Curator's Take
AI Commentary
This article marks the first experimental proof that a superconducting microwave resonator—exactly the kind used for qubit readout—can be driven wirelessly at millikelvin temperatures, showing that wireless coupling can preserve the resonator’s intrinsic response. By directly benchmarking wired versus wireless operation in the same dilution refrigerator, the work uncovers stray‑radiation pathways that must be engineered out, providing a practical roadmap for integrating antennas and packaging with cryogenic quantum chips. If these parasitics are mitigated, wireless interconnects could dramatically cut wiring density and thermal load, accelerating the move toward scalable superconducting processors.
— Mark Eatherly
Summary
Scalable quantum computing is limited by the dense network of electrical interconnects linking cryogenic quantum processors to room-temperature control electronics. To overcome this bottleneck, considerable effort has focused on cryogenic CMOS electronics and microwave-to-optical transduction, aiming to reduce wiring complexity and thermal loading. Wireless interconnects have recently emerged as a promising complementary approach, yet their compatibility with superconducting quantum hardware remains largely unexplored.

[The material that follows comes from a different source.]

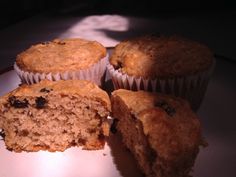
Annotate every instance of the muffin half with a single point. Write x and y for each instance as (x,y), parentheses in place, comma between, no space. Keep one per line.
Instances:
(161,131)
(55,115)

Here, we demonstrate the wireless excitation of a superconducting microwave resonator of the type routinely employed for qubit readout, operating at millikelvin temperatures inside a dilution refrigerator. By directly comparing wired and wireless operation within the same cryogenic environment, we show that wireless coupling preserves the intrinsic resonator response while revealing parasitic electromagnetic pathways arising from stray radiation within the cryostat enclosure. These results establish a framework for the co-design of wireless interconnects, cryogenic packaging and superconducting quantum hardware.